WINONA, MN—Hiawatha Broadband Communications (HBC) customers experienced a service outage early Saturday morning, the impacts of which lasted through the day.  The outage did not affect local communications, a sure sign that the problem was not in southeastern Minnesota.

In fact, workers reconstructing portions of Highway I-94 through St. Paul and Minneapolis shortly after 1 a.m. Saturday morning cut one of the major trunk fiber lines leading to the Internet central collection point for most of Minnesota.

When the break occurred, 25 percent of HBC customers experienced immediate problems receiving messages from or getting messages to sources outside this area.  While nearly all customer services were restored by noon, there were some individual customer services to address throughout the afternoon.

When the internal alarms sounded early Saturday, HBC personnel immediately began to diagnose the source while, at the same time, transferring customers to backbone legs that were not affected by the outage.  HBC uses multiple paths to reach Internet central points of service, allowing customers to be moved from one to another in times of trouble.

Technicians worked through the night to make the transfers and spent the day Saturday monitoring and balancing service loads, although anytime one of the major backbone arteries is severed, it results in sporadic service interruptions and or slowdowns.

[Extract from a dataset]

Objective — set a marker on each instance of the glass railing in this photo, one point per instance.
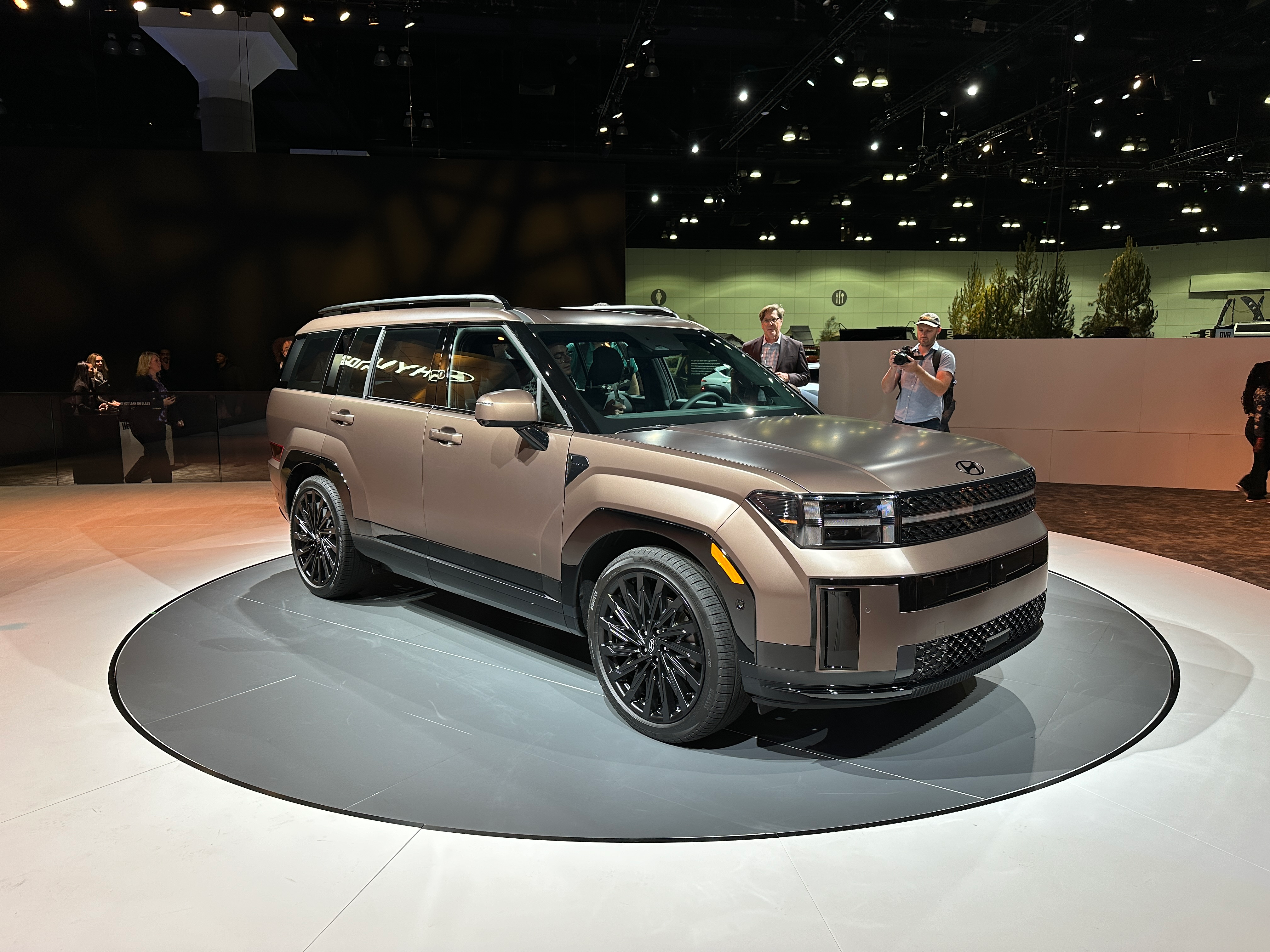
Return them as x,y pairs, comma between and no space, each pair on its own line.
51,440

When the cut was repaired at 9:30 p.m. Saturday, the transfer process began anew as customers were moved back to the line that had been severed.

“We apologize for the outage,” said HBC Vice President for Corporate Development Dan Pecarina.  “While many Minnesota Internet users were completely without service, we worked very hard to keep HBC patrons connected.  Ironically, we had spent last week working on protocols to be used in such circumstances because much as we would like them to be neither technology nor the Internet is perfect and cuts and failures do occur.”

In this case, a trunk line containing thousands of fiber strands the thickness of a human hair was severed and putting it back together requires splicing all the broken strands.  “That’s an enormous, time-consuming job,” pointed out Pecarina.

This is the fourth road construction related incident affecting Internet service in the past month.  Three weeks ago, a fiber cut in Eau Claire affected 2,000 customers and the roundabout construction in Winona has twice hit HBC cable.  With network backbones built with ringed technology designed to self-heal in the case of a fiber cut, HBC and its vendor partners are working toward a quick resolution to protect against future outages.